As you can see, by default the application’s setting is set to use users’ data in their training, but gives the option for the user to opt out of sharing data. Does this feel “honest” to you?

In addition to being transparent and honest on how they have trained the models and giving options to users to opt in and out of sharing their data, AI developers and researchers can employ certain techniques to handle private user data. One such technique is called Retrieval Augmented Generation (RAG) which is a framework for building LLM powered systems that makes use of external data sources, but does not integrate this data as part of the training process. In other words, RAG framework allows LLM applications to work with private and sensitive data without using this data to alter its parameters. This framework could be a great framework for AI powered applications in the education settings where students data needs to be kept private. It is important to note that the field of Responsible AI is new and constantly evolving, and as users, we need to try to understand what’s possible so we can choose these tools in an educated way.

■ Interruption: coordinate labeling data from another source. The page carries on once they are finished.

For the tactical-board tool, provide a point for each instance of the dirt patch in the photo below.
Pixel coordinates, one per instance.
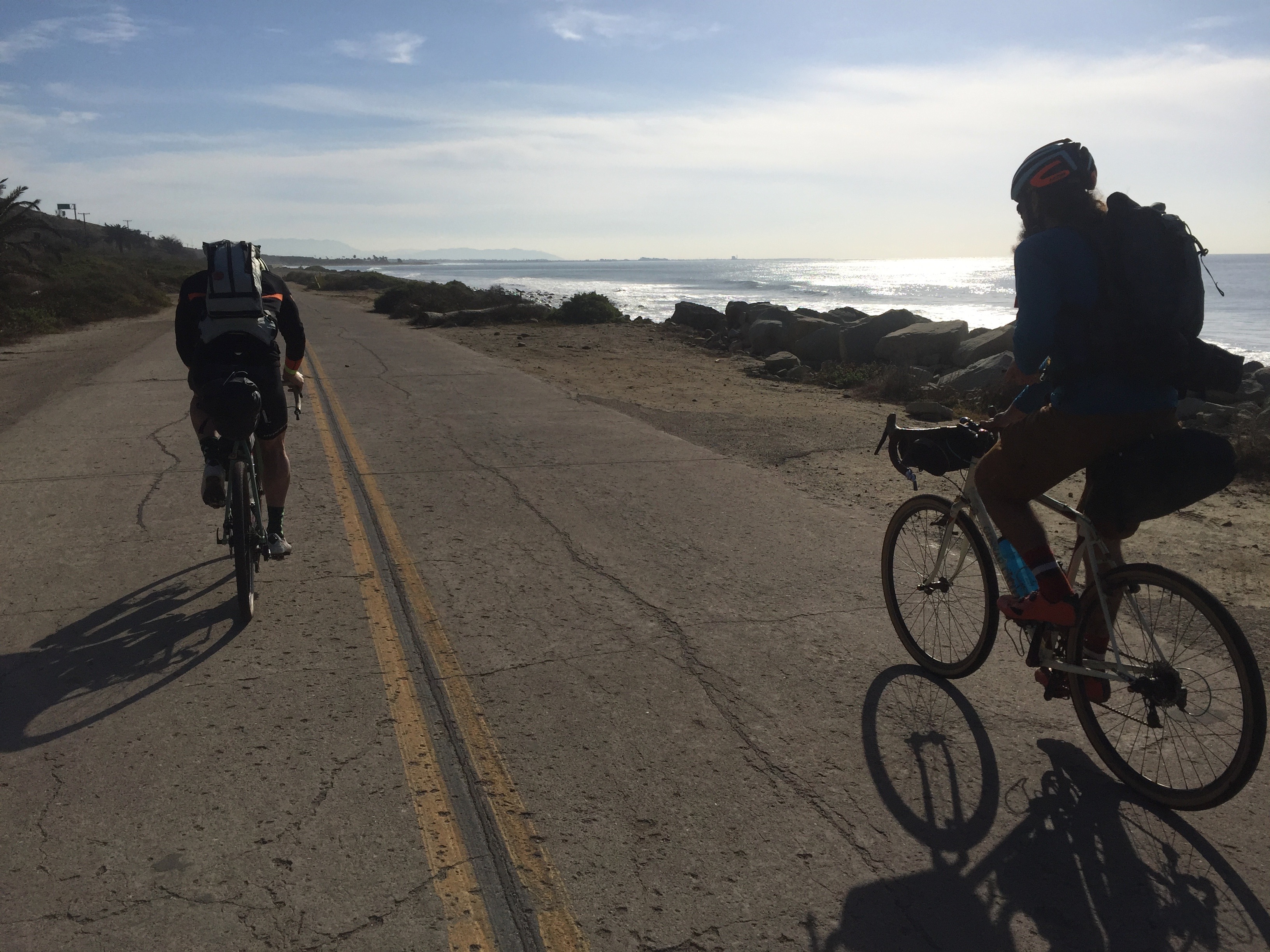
(822, 442)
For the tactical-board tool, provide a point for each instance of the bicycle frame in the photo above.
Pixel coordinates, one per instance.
(1090, 550)
(243, 450)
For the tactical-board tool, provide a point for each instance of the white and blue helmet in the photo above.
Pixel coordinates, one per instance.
(1053, 163)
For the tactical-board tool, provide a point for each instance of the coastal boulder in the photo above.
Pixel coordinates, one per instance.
(822, 345)
(802, 327)
(931, 343)
(780, 361)
(766, 337)
(860, 338)
(736, 313)
(982, 375)
(698, 317)
(986, 343)
(845, 315)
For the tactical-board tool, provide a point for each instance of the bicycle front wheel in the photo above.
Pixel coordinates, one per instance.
(945, 615)
(244, 540)
(1189, 733)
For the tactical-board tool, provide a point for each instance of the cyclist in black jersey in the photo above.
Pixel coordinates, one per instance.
(212, 356)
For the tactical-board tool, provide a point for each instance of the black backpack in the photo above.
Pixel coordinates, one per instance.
(1151, 304)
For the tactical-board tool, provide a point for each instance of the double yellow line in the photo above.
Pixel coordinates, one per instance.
(454, 875)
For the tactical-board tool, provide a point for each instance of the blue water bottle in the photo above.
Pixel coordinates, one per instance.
(1018, 574)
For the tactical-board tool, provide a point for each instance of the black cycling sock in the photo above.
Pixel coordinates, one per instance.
(211, 450)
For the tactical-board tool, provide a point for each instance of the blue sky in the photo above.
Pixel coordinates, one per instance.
(841, 130)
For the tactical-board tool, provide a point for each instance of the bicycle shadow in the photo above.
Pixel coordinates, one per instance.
(91, 669)
(1088, 865)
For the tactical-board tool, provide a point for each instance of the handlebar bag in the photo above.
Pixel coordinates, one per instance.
(1158, 476)
(235, 404)
(942, 450)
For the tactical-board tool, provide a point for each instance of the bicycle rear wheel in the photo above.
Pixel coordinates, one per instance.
(1191, 734)
(951, 625)
(244, 540)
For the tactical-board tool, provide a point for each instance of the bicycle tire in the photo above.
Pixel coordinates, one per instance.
(1212, 647)
(244, 554)
(972, 647)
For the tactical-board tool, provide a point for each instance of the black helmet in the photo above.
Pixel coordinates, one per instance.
(1053, 163)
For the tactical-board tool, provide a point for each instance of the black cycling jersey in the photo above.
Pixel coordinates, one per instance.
(235, 348)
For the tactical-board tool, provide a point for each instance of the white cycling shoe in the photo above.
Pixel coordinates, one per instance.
(214, 485)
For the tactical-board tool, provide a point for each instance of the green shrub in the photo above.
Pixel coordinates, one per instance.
(83, 287)
(846, 376)
(588, 308)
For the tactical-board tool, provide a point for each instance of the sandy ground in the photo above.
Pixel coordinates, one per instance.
(823, 442)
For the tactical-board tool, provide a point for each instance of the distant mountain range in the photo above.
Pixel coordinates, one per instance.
(327, 248)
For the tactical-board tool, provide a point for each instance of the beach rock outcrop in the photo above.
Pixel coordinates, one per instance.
(929, 410)
(982, 375)
(977, 347)
(845, 315)
(699, 317)
(766, 337)
(930, 343)
(822, 345)
(780, 361)
(860, 338)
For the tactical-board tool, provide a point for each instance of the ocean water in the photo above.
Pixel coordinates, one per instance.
(981, 291)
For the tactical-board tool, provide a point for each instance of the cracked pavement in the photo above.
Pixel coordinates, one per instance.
(685, 662)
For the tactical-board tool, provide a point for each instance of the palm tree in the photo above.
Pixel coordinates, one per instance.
(21, 231)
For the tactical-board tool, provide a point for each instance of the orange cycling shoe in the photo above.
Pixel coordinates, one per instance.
(1035, 609)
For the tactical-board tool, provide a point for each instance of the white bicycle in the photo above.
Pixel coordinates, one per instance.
(1185, 720)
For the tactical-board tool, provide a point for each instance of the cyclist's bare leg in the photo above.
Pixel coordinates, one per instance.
(276, 475)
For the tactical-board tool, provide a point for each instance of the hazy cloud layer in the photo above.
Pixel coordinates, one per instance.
(111, 28)
(868, 162)
(388, 47)
(578, 23)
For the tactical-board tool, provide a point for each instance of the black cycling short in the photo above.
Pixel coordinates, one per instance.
(267, 379)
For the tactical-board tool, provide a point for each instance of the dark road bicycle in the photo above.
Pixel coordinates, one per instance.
(1183, 719)
(244, 530)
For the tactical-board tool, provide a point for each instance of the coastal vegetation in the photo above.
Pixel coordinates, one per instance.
(56, 275)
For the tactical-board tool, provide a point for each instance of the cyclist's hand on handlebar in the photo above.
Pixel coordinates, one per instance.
(1015, 378)
(1006, 418)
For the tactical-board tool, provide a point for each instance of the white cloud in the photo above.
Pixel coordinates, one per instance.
(850, 163)
(1212, 22)
(578, 24)
(37, 36)
(389, 47)
(111, 28)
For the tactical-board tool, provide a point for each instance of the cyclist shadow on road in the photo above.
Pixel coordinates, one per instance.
(1086, 866)
(111, 658)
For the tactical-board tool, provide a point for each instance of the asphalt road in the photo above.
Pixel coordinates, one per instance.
(538, 677)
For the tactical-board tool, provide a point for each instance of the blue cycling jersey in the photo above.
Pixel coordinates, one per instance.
(1057, 270)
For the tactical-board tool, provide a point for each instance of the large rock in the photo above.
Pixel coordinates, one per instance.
(929, 410)
(736, 313)
(698, 317)
(845, 315)
(982, 375)
(802, 327)
(931, 343)
(766, 337)
(819, 346)
(860, 338)
(976, 347)
(780, 361)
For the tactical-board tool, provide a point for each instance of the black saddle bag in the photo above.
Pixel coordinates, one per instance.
(943, 450)
(235, 405)
(1158, 476)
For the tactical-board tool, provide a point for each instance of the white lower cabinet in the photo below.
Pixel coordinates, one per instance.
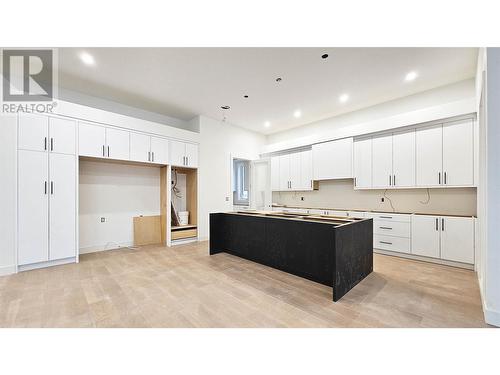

This discussion highlights responsibilities that are on “users” of these AI tools:

  • Ask where does the training data come from, what are the sources, and if there are Copyright concerns 

  • Understand how your data is being treated and what your options are as a user to protect your data

  • Demand more responsible and honest applications by asking the right questions when choosing such applications 

Honest users of AI applications: Being honest is not only on the developers of these systems, but also a big responsibility of the users of these applications. As users, we need to: 

  • Be honest on what, when, and how we use AI tools in our work. This means, we (students and educators) need to cite any AI tools we use (including information about models and prompts) and the way we used the tool in our work. 

  • Understand norms of what is an acceptable and what is not an acceptable use of these applications in the context of school, work, home, or personal life. 

  • Always be cautious of the data we share on AI systems and avoid sharing private or sensitive data unless we are confident that our data will remain secure. 

  • Understand privacy setting options available to users and change these settings wisely. 

  • When possible, choose “honest” applications over “dishonest” ones, which in turn makes developers accountable to be more honest in their practices.